Der Begriff des 'Vernetzten Denkens' wurde in den 70er Jahren von Frederic Vester geprägt. Vester, der zwanzig Jahre als Biochemiker in der experimentellen Forschung tätig war, begann Organisationsformen der Natur auf gesellschaftliche Organisationsformen zu übertragen. Vester betrachtete Organisationen als Systeme, die durch Netzwerkzusammenhänge beschrieben werden können. Zur Beschreibung der Systeme stellte er dabei grundsätzliche Fragen: Wie wirken die Dinge aufeinander? Welche Formen von Beziehungen gibt es? Wie wirken die Dinge auf sich selbst zurück? Welche Formen der Rückkoppelung gibt es?
Vester zeigte auf, daß Strukturen und Organisationsformen in der Natur Resultate von Gestaltkräften sind und nicht eine Programmierung von genauen Maßen. Die Natur nutzt dabei die vorhandenen Kräfte, um sich zu organisieren, und verfügt über erstaunliche Selbstorganisationsmechanismen. Dabei ist es wichtig, die Zeitverzögerung in den vernetzten Systemen zu beachten. Oft treten die Wirkungen in vernetzten Systemen erst langfristig und an unerwarteten Orten auf.
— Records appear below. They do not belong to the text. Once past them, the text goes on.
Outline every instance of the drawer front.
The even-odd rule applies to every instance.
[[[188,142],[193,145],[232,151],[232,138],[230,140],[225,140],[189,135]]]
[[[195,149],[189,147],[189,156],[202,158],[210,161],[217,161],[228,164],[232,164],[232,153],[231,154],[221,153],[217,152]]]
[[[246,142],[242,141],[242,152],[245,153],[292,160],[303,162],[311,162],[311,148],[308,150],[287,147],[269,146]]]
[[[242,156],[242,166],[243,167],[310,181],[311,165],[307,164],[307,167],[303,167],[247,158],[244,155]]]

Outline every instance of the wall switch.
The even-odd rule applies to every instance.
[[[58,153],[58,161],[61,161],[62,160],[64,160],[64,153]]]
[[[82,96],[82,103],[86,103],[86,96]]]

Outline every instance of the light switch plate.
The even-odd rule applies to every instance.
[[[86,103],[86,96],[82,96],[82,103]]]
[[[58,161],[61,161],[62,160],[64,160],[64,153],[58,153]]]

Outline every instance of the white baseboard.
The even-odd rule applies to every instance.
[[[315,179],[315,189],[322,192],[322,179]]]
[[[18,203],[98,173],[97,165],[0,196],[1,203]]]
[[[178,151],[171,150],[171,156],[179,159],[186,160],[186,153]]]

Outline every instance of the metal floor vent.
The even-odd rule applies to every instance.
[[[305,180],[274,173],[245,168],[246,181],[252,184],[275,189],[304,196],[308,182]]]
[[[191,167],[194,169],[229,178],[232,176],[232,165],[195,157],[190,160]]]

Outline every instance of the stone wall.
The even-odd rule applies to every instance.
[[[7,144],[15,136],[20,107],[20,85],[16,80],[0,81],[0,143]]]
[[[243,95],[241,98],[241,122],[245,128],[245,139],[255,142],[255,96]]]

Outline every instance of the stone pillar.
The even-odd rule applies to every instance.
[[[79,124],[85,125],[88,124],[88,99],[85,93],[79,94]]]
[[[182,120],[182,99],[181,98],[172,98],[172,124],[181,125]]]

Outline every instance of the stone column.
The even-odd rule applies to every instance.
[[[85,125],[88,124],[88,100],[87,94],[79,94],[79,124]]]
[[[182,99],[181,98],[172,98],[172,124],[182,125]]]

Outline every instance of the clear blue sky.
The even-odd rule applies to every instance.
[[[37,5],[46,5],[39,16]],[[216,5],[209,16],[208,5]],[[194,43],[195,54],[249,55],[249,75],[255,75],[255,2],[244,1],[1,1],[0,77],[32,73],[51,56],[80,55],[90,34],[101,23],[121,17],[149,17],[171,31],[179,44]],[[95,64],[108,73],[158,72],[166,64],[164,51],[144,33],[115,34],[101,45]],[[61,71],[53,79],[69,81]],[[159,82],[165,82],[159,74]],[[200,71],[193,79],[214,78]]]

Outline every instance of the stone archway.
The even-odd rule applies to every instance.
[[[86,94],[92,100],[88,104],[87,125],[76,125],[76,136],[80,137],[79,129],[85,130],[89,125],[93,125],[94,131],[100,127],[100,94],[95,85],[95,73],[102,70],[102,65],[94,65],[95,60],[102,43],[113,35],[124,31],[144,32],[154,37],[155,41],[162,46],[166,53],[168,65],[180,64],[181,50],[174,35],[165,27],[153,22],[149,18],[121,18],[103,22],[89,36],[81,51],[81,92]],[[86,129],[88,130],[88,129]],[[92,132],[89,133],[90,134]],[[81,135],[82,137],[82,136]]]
Eine Bestätigung für seine Arbeit bekam Vester damals vom Institut für Wüstenforschung an der Universität Besheba, Israel. Das Institut untersuchte das Ökosystem 'Wüste'. Vorteil dieses Ökosystems ist, daß es sich durch einen geringen Grad an Komplexität auszeichnet und somit Modellcharakter hatte. Es konnte gezeigt werden, daß man bereits mit wenigen Parametern das Steuerungsgefüge des Ökosystems Wüste richtig erfaßte - sogar dann noch, wenn bei den Messungen der Parameter Fehler von bis zu 40 Prozent auftraten. Vester schloß daraus: Schon mit wenigen Schlüsselparametern lassen sich Organisationen in ihrer Dynamik beschreiben, sofern man die wichtigsten Wirkungszusammenhänge kennt.
Welche Wirkungszusammenhänge fördern nunmehr die Selbstorganisation sozialer Systeme zu einem funktionierenden Netzwerk? Und welche Kräfte lassen diese Selbstorganisation scheitern? An dieser Stelle sollen zwei Netzwerkorganisationen vorgestellt werden…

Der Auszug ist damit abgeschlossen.